O ensino de Português a estrangeiros era um desafio permanente. Por exemplo, à chegada, a moça da secretaria dizia-me: Mudámos o seu horário, agora vai ter uma nova aluna. E eu pedia pormenores que me permitissem preparar para o trabalho que ia começar dentro de minutos. Ela pouco sabia: É uma senhora holandesa, grávida, vai cá estar duas semanas. E eu, ansioso: se sabia se falava alguma coisa de Português, ou de Francês…
A moça sorria e abanava negativamente a cabeça.
Ei-la, a nova aluna, que me espera já na sala. Uma holandesa a fazer-me lembrar as flamengas do Brel: pontualíssima, hirta, rosto sem expressão, nada exuberante, menos ainda faladora.
Procuro pontes linguísticas, quase me armo em poliglota. Sem sucesso. A senhora, pelos vistos, só falava a sua língua. Nem sequer um sorriso animador. Estou feito, vamos a isto, à maneira do Tarzan: Chamo-me José, o meu nome é José, e apontando para ela A senhora chama-se…e lá vou quebrando o silêncio, procurando levá-la a repetir identificação, nacionalidades, localização espácio-temporal… Depressa me dou conta de outras dificuldades, a senhora, simplesmente, não conseguia articular os sons LHE e NHE: Tenio uma filia; a minia filia… nem as vogais nasais e, muito menos, os ditongos nasais.
As primeiras duas horas de tormento terminaram. E foi de cabeça desfeita que comecei a segunda aula, desta vez com um dinamarquês, extremamente culto, tradutor da CEE, poliglota, já bem fluente em Português e, fiquei a saber, razoável conhecedor da fonética holandesa.
Falámos das minhas dificuldades e ele deu-me conselhos que se vieram a revelar extremamente úteis. Por exemplo, para as vogais nasais, que partisse das consoantes nasais m e n, que existiam em holandês, para, uma vez aprendidas, passar aos ditongos nasais. Se eu sabia Latim? Bom, tinha uns rudimentos. Talvez a senhora tivesse aprendido também Latim, muito provável na geração dela, dizia-me, e assim já teríamos uma língua comum para as mediar as dificuldades.
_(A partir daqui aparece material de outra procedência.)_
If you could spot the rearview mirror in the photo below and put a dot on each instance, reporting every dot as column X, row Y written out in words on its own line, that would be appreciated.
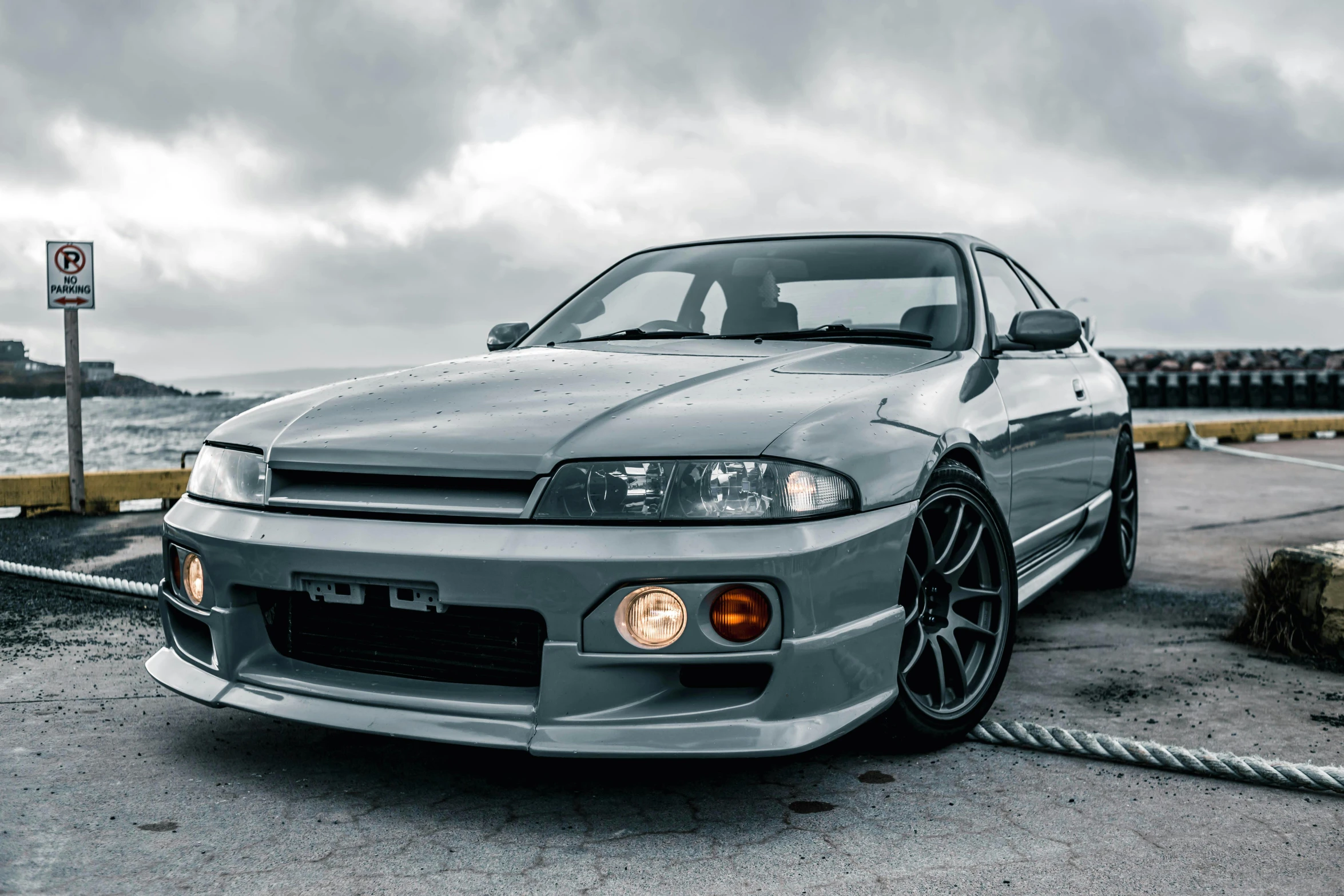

Nessa tarde, mais confiante com as suas dicas recebidas, enfrentei a aula seguinte com a holandesa. O trabalho não ficou fácil, mas tornou-se possível. E nesse ensino essencialmente prático, que a par da responsabilidade me dava ampla liberdade, interrompia frequentemente as aulas para descermos ao bar, onde, eu fazia questão para que perdesse a timidez e ganhasse confiança, ela pedia Faz favor, um café para este “senior”, e aquele bolo para mim.
— Este, o palmier?
— Nau, esse do lado.
Isto porque nunca ensinei aos meus alunos os nomes de bolos, que nem eu sei: Apenas, este, esse, aquele. E mais uma dúzia de coisas que lhes permitiam comunicar imediatamente com os indígenas.